Le damos veinte, nos devuelve cuatro.
ACTO 2
Regresamos caminando por los barrios residenciales de casa jardín bandera tan típicos de los Estados Unidos, 4x4, cortadora de césped, no traspasar, cuidado perro, Dios bendiga América, Happy Christmas, Welcome, de tejados de dos y cuatro aguas, porche, muros de madera o fibrocemento, pérgolas y canastas de baloncesto en el garaje y más casas y casas y una iglesia a lo lejos y postes de la luz torcidos y un contenedor de agua gigante y bocas de riego y semáforos colgantes y no nos cruzamos con nadie en 29 minutos salvo una china en una pickup marca Ford.

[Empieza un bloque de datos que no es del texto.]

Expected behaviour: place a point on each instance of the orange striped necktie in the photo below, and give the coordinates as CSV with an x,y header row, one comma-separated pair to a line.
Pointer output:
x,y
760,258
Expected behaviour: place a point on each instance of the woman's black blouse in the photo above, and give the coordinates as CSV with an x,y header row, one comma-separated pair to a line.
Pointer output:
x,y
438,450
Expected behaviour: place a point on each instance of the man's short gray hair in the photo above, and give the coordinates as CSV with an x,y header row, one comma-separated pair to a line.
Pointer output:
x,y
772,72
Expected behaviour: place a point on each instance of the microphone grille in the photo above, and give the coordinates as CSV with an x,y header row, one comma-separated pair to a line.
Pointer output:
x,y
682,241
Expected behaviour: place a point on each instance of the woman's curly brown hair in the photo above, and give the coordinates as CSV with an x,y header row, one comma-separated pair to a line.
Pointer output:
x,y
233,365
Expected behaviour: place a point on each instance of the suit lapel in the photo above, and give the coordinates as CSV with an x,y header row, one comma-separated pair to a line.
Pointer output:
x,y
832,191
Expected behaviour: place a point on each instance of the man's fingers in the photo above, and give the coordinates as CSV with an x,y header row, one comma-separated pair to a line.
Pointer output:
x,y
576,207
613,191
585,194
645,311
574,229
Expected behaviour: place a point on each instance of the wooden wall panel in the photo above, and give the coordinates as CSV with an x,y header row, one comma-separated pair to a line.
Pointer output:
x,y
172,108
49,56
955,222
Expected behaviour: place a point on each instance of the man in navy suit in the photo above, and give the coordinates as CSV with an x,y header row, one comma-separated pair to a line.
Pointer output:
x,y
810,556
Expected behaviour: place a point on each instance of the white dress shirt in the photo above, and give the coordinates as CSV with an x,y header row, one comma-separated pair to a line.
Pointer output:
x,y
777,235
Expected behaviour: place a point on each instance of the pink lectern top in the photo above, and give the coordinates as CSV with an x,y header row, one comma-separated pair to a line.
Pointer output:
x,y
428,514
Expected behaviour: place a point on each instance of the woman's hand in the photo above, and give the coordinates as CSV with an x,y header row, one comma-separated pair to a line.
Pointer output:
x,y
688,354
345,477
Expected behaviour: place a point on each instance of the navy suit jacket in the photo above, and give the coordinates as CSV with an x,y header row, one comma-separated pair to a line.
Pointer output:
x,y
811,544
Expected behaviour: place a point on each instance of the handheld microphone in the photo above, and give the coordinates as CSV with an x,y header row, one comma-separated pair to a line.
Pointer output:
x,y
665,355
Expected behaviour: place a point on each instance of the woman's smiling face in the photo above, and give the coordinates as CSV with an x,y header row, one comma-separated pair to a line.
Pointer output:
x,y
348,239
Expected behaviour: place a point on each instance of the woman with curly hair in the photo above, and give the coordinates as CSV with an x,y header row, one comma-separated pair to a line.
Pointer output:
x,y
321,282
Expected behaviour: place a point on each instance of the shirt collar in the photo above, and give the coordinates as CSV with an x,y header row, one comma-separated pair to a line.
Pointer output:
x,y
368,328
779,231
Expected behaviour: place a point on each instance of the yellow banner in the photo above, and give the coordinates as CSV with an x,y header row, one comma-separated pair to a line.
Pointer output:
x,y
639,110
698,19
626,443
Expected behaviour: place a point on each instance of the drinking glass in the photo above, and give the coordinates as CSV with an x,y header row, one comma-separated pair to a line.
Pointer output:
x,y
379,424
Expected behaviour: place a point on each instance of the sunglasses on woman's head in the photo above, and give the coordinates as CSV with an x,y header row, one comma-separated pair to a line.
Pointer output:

Llegamos a una calle de doble carril con delis filipinos, templos hindúes y sikh y muchos negocios de comida basura o para hacerse las uñas. También hay un Wendy's y talleres mecánicos y un diner de techo plateado en el que entramos a mear.
ACTO 3
Los diner nunca decepcionan y por $14.95 nos tomamos cuatro magdalenas, dos tostadas con mantequilla y mermelada de fresa y arándano, un café americano, un té con limón, unos huevos con patatas aplastadas, un sandwich doble de queso, ensalada de col y un pepinillo. Para completar el ambiente el suelo es de moqueta, sirven el café en jarras de cristal y los asientos en fila parecen sacados de una película de Clint Eastwood. Hay una máquina de discos y al fondo un cuadro que merece la hoguera más brillante. El lugar es tan espantoso que es bonito. La mujer que nos cobra lleva botas negras de tacón estilo mercadillo y es griega. Cierro los ojos y recuerdo en un milisegundo el barrio de Plaka, los perros, las calles desordenadas de Atenas oliendo a souvlaki bajo una brisa mediterránea, siendo verano, dos décadas atrás, cuando aún existían las Torres Gemelas y Nueva York era todavía un sueño.